The old documentation referred to the old binary backup format, and was
incomplete at that.  Rewrite it to discuss the current format, including a
discussion of segment/object storage, object references, the format of the
metadata listing, and the root backup descriptor.

The documentation can be improved, and some parts are certainly a bit
spotty, but this gives a good quick overview of the entire format.
---

diff --git a/format.txt b/format.txt
index 1e4ce24..590116d 100644
--- a/format.txt
+++ b/format.txt
@@ -1,50 +1,236 @@
                        Backup Format Description
                   for an LFS-Inspired Backup Solution
 
-NOTE: This is simply a proposal at this point in time, and not yet
-implemented.  Details are subject to change.
-
-========================================================================
-
-Goals: To provide a stable and extensible data storage format for
-efficient remote filesystem backups.  Among the features desired in the
-format are:
-  - Support for grouping unchanging file contents together, and reusing
-    it for future backups.
-  - Nonetheless allow old backups to be deleted (at least those parts
-    that are not also used by newer backups).

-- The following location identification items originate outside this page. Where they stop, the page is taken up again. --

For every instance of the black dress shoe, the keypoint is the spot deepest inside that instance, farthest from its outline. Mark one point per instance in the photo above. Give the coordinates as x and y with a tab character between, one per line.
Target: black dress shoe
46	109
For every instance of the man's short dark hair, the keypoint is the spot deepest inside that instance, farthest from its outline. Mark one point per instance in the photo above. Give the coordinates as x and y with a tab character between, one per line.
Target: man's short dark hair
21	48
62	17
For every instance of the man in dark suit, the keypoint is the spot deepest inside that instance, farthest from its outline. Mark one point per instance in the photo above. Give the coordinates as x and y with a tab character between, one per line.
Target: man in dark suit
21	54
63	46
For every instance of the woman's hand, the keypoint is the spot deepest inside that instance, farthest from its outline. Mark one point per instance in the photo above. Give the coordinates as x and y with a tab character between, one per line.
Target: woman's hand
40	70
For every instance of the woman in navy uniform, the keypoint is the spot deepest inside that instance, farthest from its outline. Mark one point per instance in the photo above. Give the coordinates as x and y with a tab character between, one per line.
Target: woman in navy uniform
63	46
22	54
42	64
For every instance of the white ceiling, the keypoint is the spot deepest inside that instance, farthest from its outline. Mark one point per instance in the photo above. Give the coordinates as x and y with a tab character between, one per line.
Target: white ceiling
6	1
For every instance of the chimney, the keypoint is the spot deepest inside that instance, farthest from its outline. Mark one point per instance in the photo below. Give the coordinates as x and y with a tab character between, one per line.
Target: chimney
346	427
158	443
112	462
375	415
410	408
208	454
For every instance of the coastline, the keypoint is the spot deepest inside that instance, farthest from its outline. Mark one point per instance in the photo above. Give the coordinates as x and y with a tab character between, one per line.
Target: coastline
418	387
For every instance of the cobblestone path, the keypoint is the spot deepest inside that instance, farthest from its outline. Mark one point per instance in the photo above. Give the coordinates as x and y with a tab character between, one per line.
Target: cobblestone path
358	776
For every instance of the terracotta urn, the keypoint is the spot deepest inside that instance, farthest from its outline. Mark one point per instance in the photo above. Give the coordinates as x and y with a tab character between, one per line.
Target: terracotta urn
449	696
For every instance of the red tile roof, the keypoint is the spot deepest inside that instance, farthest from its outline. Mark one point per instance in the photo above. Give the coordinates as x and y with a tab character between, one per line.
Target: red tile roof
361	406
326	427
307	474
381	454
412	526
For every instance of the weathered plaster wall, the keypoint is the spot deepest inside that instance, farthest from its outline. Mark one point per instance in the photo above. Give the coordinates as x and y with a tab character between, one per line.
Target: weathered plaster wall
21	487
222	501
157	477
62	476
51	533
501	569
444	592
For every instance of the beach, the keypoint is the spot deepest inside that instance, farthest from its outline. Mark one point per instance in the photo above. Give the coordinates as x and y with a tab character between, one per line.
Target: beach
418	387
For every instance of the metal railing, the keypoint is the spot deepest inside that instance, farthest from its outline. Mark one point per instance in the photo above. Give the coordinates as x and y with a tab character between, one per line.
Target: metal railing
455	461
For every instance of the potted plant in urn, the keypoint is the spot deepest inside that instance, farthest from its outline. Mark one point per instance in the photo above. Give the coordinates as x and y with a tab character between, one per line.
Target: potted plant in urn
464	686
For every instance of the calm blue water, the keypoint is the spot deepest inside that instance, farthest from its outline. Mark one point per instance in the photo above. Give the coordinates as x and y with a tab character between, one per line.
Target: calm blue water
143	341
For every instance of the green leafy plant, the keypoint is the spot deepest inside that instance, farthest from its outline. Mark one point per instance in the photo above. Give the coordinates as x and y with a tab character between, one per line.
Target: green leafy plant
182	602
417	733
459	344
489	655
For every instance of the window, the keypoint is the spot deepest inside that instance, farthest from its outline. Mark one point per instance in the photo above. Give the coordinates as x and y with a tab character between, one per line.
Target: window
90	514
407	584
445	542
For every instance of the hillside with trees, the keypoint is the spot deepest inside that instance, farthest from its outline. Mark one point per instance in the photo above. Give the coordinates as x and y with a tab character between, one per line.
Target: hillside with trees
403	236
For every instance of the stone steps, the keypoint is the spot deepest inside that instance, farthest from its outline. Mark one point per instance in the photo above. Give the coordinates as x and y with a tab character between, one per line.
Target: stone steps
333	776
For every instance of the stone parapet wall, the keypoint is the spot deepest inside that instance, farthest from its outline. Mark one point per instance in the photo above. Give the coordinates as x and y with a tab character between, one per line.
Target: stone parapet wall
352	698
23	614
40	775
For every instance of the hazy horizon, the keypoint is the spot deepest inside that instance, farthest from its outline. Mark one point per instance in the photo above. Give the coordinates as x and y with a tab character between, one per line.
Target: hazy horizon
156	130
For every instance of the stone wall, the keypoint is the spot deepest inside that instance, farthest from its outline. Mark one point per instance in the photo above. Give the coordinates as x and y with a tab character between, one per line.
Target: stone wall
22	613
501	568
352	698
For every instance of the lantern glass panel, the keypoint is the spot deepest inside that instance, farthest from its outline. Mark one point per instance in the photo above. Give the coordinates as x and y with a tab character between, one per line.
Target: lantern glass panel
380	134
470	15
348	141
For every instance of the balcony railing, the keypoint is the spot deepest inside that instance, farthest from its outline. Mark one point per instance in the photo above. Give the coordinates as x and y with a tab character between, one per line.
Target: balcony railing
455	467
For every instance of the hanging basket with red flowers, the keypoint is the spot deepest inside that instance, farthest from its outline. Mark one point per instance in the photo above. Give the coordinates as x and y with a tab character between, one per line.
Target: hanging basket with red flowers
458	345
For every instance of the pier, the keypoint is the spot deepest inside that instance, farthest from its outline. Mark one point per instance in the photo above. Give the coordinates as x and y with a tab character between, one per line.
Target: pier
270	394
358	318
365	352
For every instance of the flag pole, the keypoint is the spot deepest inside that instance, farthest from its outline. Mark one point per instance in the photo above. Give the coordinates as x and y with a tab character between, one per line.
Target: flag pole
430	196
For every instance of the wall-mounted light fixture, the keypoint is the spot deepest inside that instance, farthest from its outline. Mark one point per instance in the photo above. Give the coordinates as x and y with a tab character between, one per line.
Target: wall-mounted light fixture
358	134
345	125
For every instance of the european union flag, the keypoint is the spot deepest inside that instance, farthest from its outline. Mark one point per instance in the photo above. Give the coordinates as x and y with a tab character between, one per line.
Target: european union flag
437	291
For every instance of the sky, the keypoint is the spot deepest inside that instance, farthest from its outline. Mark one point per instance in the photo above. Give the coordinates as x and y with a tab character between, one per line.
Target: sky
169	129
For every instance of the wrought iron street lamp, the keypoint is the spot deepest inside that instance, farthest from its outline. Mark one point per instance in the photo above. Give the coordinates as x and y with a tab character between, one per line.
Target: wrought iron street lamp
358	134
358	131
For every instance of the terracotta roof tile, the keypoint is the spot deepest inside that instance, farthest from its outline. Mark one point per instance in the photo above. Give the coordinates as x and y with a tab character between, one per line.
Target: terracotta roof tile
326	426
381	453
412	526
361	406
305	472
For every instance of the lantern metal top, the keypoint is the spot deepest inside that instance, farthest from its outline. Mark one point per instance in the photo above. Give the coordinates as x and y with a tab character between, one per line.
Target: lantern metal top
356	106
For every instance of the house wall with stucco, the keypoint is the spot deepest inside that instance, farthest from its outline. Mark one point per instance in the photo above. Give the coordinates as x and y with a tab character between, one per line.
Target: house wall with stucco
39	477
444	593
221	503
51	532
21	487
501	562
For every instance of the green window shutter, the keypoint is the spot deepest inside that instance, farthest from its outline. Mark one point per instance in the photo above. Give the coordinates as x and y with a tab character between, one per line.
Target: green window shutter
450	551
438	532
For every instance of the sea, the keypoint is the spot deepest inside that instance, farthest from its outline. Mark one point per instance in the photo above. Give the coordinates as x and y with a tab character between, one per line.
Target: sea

-  - Support some form of rdiff-style incremental differences within a
-    file.
-The current plan is to implement compression and encryption separately:
-not as part of the base format, but simply by passing the backup data
-through filters such as bzip2 or gpg.
-
-Data is organized into a collection of _objects_, which are grouped
-together for storage purposes into _segments_.  Objects may refer to
-other objects; a snapshot consists of a tree object which in turn refers
-to other objects containing file data.  A new snapshot may be created
-which refers to some of the old objects with file data, if those files
-have not changed.
-
-========================================================================
-
-Object naming:
-  - Each segment is assigned a unique 128-bit identifier (uuid).  Each
-    segment is stored as a separate file whose name is based on its
-    uuid.
-  - Objects within a segment are numbered, using a 32-bit counter.
-
-Each segment is structured as a TAR file (optionally filtered through a
-compressor such as gzip/bzip2, or encrypted).  Objects are stored as
-individual files.
-
-File attributes: Metadata for each file is stored in a dictionary.
-Dictionary keys include:
-    type: uint8_t ('p', 's', 'c', 'b', 'l', 'd', '-')
-    mode: uint16_t
-    user: uint32_t
-    group: uint32_t
-    size: int64_t
-    atime: int64_t
-    mtime: int64_t
-    ctime: int64_t
+NOTE: This format specification is not yet complete.  Right now the code
+provides the best documentation of the format.
+
+This document simply describes the snapshot format.  It is described
+from the point of view of a decompressor which wishes to restore the
+files from a snapshot.  It does not specify the exact behavior required
+of the backup program writing the snapshot.
+
+This document does not explain the rationale behind the format; for
+that, see design.txt.
+
+
+DATA CHECKSUMS
+==============
+
+In several places in the LBS format, a cryptographic checksum may be
+used to allow data integrity to be verified.  At the moment, only the
+SHA-1 checksum is supported, but it is expected that other algorithms
+will be supported in the future.
+
+When a checksum is called for, the checksum is always stored in a text
+format.  The general format used is
+    <algorithm>=<hexdigits>
+
+<algorithm> identifies the checksum algorithm used, and allows new
+algorithms to be added later.  At the moment, the only permissible value
+is "sha1", indicating a SHA-1 checksum.
+
+<hexdigits> is a sequence of hexadecimal digits which encode the
+checksum value.  For sha1, <hexdigits> should be precisely 40 digits
+long.
+
+A sample checksum string is
+    sha1=67049e7931ad7db37b5c794d6ad146c82e5f3187
+
+
+SEGMENTS & OBJECTS: STORAGE AND NAMING
+======================================
+
+An LBS snapshot consists, at its base, of a collection of /objects/:
+binary blobs of data, much like a file.  Higher layers interpret the
+contents of objects in various ways, but the lowest layer is simply
+concerned with storing and naming these objects.
+
+An object is a sequence of bytes (octets) of arbitrary length.  An
+object may contain as few as zero bytes (though such objects are not
+very useful).  Object sizes are potentially unbounded, but it is
+recommended that the maximum size of objects produced be on the order of
+megabytes.  Files of essentially unlimited size can be stored in an LBS
+snapshot using objects of modest size, so this should not cause any real
+restrictions.
+
+For storage purposes, objects are grouped together into /segments/.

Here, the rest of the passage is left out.